I Like Andre Leon Gray, Yinka Shonibare & Carrie Levy
I guess, now that I've looked around the web a bit, that this is the party line of people responding to the NC Museum of Art's new building, but what struck me most is how the curators mix the traditional & the current.
In the Renn. room they have a reification of the Mona Lisa smile done all in spools of thread & hung upside down. In the room of Colonial portraits they have a creepy painting of the founding father's in silhouette, posing almost like the cast of The Expendables. They hung some relatively precious American impressionist paintings beside a set of modernist color & geometry pieces, which added to both of them.
The curatorial agenda puts the work in relation to its history & its intertextuality, which is nice to see at the museum. The last time I went there, some years ago, it was more like a warehouse for third-rate paintings representing each important art history epoch.
I particularly liked the one work of NC-native
Andre Leon Gray. It is the one with the basketball below, but the curators hung it among a group of ceremonial masks & traditional arts.
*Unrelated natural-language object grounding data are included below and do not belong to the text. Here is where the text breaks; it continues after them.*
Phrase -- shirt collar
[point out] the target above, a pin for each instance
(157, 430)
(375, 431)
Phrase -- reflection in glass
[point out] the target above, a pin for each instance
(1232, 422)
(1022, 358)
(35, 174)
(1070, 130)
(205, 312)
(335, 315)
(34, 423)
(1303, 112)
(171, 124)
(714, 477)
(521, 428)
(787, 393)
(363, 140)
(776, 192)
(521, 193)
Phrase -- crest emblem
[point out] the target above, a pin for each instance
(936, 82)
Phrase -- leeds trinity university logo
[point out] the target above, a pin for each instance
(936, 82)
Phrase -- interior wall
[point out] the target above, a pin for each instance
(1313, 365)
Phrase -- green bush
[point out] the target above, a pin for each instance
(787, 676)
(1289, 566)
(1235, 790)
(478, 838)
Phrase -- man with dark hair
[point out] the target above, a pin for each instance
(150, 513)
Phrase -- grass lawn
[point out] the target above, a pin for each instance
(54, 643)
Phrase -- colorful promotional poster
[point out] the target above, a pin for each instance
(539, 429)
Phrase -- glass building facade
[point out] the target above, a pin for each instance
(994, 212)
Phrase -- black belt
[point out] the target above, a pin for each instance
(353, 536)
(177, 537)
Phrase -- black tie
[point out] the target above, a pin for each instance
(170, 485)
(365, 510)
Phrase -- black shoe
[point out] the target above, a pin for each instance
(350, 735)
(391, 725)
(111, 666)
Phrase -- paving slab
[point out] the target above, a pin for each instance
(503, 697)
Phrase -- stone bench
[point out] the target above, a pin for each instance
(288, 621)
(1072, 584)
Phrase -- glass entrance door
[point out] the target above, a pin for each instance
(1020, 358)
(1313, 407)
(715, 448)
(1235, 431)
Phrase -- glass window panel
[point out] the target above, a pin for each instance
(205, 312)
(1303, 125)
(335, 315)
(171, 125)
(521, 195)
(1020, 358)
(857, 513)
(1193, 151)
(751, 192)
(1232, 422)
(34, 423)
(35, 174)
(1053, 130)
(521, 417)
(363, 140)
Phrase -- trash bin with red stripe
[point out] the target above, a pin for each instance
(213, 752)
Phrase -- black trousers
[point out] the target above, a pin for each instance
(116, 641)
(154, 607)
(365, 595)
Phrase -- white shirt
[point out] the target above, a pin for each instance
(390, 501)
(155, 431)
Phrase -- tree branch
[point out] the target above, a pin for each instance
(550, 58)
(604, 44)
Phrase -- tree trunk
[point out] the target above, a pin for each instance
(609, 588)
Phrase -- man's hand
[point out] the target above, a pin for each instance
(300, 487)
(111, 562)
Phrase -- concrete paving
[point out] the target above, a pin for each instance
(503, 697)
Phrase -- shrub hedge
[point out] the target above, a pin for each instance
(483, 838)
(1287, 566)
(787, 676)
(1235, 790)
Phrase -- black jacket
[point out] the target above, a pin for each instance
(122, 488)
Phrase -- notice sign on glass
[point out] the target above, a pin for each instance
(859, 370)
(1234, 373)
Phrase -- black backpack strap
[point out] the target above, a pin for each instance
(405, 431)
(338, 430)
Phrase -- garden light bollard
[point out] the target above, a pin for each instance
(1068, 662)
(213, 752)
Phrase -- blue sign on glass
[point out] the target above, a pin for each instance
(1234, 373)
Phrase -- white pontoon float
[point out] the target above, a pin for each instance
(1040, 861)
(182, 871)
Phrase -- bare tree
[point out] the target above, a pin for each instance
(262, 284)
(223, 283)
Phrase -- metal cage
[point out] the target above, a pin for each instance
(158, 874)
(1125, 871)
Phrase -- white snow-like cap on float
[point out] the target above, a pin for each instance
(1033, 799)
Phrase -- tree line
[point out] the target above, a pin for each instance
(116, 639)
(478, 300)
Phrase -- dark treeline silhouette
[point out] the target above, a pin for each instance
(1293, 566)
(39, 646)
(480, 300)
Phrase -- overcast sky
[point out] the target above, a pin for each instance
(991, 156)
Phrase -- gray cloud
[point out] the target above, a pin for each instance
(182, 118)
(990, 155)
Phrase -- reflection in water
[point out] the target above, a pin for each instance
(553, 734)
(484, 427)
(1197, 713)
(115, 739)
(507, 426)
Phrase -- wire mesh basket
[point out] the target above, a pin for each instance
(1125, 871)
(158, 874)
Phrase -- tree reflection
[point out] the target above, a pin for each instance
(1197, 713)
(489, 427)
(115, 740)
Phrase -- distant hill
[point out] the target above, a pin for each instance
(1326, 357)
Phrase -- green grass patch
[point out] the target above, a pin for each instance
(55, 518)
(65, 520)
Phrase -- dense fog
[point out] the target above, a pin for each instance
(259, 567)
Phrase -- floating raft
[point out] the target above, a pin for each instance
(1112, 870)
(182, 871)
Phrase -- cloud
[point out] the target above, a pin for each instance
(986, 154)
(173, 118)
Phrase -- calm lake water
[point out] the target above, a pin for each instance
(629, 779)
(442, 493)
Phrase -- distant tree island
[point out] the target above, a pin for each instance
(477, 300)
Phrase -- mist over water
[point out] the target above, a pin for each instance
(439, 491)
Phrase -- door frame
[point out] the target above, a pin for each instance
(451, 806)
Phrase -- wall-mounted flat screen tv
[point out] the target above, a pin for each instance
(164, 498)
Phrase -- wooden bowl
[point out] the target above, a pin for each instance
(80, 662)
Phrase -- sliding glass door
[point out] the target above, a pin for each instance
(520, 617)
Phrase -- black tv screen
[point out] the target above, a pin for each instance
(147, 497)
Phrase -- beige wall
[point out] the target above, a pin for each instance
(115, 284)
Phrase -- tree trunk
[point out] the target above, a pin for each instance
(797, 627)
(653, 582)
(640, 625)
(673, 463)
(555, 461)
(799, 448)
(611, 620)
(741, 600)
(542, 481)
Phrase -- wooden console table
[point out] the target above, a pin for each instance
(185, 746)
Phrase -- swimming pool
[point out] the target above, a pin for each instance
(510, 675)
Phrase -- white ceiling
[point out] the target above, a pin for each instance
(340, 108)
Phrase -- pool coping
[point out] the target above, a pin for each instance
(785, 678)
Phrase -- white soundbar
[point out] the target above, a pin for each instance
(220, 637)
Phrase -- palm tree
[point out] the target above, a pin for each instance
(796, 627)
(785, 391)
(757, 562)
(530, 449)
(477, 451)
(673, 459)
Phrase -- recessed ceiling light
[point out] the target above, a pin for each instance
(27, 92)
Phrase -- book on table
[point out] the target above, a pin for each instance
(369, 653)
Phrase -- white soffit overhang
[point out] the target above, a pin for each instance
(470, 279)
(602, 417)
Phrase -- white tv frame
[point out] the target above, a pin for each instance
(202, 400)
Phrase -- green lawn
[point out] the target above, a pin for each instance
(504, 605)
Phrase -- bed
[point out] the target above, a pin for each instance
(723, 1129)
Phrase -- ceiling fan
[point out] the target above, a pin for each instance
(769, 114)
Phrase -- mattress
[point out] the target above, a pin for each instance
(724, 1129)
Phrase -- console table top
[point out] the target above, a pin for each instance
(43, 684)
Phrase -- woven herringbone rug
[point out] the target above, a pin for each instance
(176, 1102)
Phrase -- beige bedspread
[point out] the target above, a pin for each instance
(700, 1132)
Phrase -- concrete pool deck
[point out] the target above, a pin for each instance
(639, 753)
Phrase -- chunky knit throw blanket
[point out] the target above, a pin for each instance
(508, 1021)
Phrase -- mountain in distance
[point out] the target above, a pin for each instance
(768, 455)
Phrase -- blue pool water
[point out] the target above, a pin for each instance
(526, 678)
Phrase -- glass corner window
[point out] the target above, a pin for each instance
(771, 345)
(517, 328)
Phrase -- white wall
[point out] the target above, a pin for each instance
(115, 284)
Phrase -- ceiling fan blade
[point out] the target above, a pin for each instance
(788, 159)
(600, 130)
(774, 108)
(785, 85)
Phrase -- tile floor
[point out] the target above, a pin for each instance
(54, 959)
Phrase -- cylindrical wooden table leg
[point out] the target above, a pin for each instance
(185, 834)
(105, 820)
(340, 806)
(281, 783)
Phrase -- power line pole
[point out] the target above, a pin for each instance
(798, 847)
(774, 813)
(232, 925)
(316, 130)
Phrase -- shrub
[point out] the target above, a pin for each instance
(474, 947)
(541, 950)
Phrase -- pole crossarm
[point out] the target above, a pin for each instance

It both fit right in & stuck out.
A decent brief write up of him here.
A decent interview with him here.






Similarly, the post-colonialist work of Yinka Shonibare fit in well with the more traditional African textiles. If you don't know his stuff you can read all about him here.


Outside of the old/new curatorial mashups, there was a lot of forward-looking work at the museum. When I was there years ago I remember thinking that the trip was worth the visit for the incredible Richter they have there. It's still there, but it no longer stands alone as the representation of pomo art. There were a lot of works I liked, but I found myself haunted by Carrie Levy's simple photos of nudes with their faces turned away from the camera. Check her work out here, it is all pretty great.










1 Comments:
Hi Mathias, I listened to this song today and thought about you. Here's the link to the song: http://www.youtube.com/watch?v=jnnXxkCIt8I
Have you ever heard of John Jacob Niles before? It seems like he was a shredsmith & would pick up shreds of songs from the people around him and add flesh to them and in that way make them become songs that other people could sing. And I miss you. I am also listening to/watching the short My Own Eyes by friends of yours, the Greenstreets. Are they friends of yours? They sound like friends of yours. Even though I am just sitting here in a house that I don't live in, I feel sort of like I'm chilling with some new friends, friends of friends. Frrrrrriends of yours. Are you coming to Lincoln in the next year?
I hope you, and Jules, and D'Count are all great. I bet you had a tasty vegan thanksgiving & I got your text. I was in Minnesota. I love you.
Bye, Mathias. I will be thinking of you today when I'm out taking pictures.